As of the census of 2000, there were 2,707 people, 1,031 households, and 795 families residing in the township. The population density was 64.4 PD/sqmi. There were 1,259 housing units at an average density of 29.9 /sqmi. The racial makeup of the township was 97.56% White, 0.07% African American, 0.92% Native American, 0.18% Asian, 0.04% Pacific Islander, 0.18% from other races, and 1.03% from two or more races. Hispanic or Latino of any race were 0.48% of the population.

There were 1,031 households, out of which 34.9% had children under the age of 18 living with them, 67.7% were married couples living together, 6.0% had a female householder with no husband present, and 22.8% were non-families. 19.0% of all households were made up of individuals, and 5.8% had someone living alone who was 65 years of age or older. The average household size was 2.63 and the average family size was 3.02.

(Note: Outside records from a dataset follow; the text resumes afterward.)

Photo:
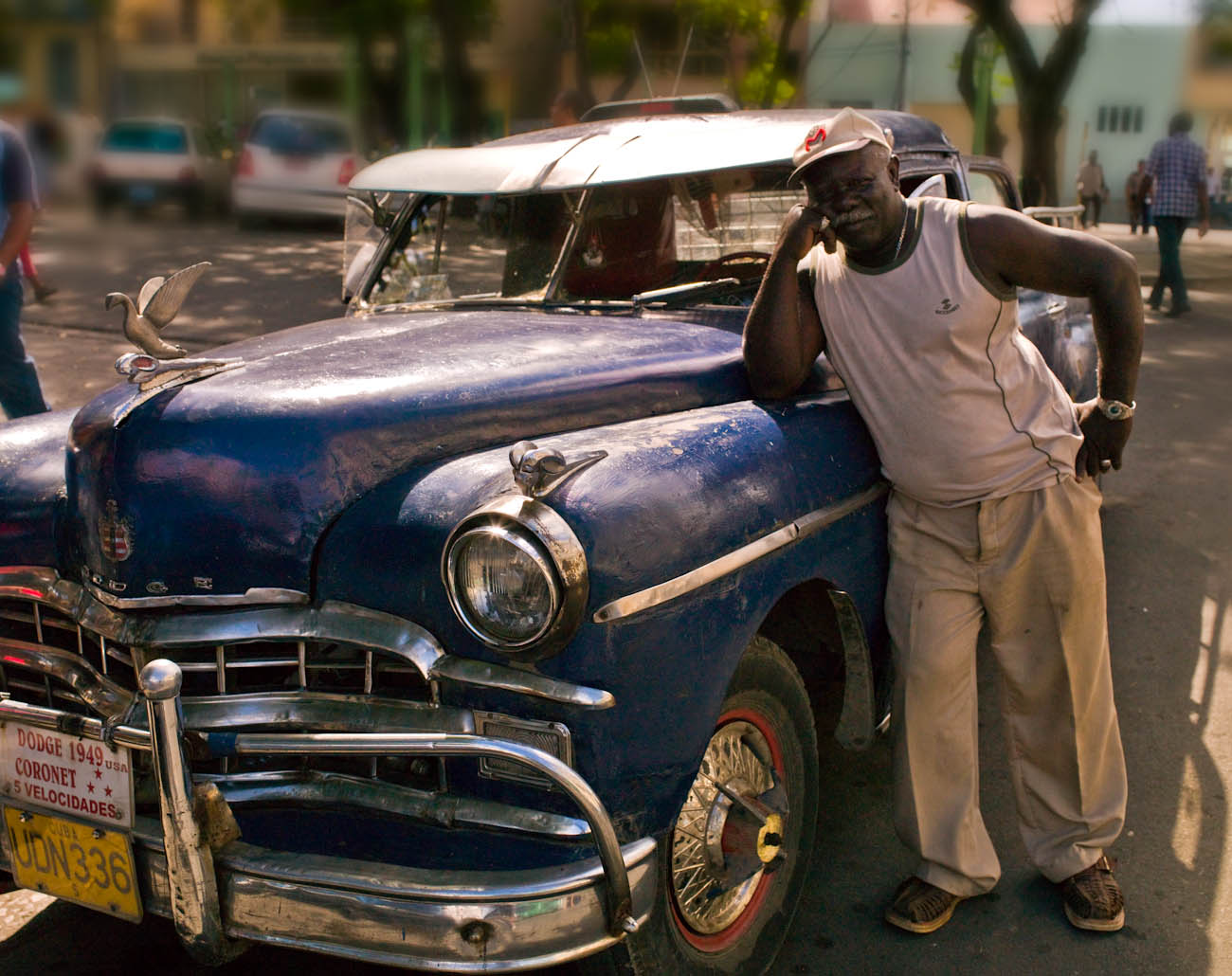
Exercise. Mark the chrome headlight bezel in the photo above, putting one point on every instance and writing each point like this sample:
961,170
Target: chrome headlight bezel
543,536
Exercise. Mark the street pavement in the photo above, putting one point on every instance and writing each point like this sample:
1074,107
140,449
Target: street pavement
1169,542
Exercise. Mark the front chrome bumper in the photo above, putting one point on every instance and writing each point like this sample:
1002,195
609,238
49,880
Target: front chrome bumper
457,922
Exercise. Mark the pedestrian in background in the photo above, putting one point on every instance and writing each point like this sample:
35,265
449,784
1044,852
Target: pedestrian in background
1092,189
20,392
1137,192
1178,176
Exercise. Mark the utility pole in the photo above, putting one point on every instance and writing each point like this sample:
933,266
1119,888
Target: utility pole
903,52
986,57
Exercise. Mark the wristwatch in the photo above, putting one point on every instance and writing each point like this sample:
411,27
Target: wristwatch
1115,409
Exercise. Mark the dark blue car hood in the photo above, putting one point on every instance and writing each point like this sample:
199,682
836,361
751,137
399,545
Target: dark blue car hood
226,483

In the township the population was spread out, with 24.8% under the age of 18, 8.0% from 18 to 24, 30.1% from 25 to 44, 28.4% from 45 to 64, and 8.7% who were 65 years of age or older. The median age was 38 years. For every 100 females, there were 103.8 males. For every 100 females age 18 and over, there were 103.0 males.

The median income for a household in the township was $47,348, and the median income for a family was $55,283. Males had a median income of $40,132 versus $25,568 for females. The per capita income for the township was $18,894. About 1.8% of families and 3.7% of the population were below the poverty line, including 2.2% of those under age 18 and 4.9% of those age 65 or over.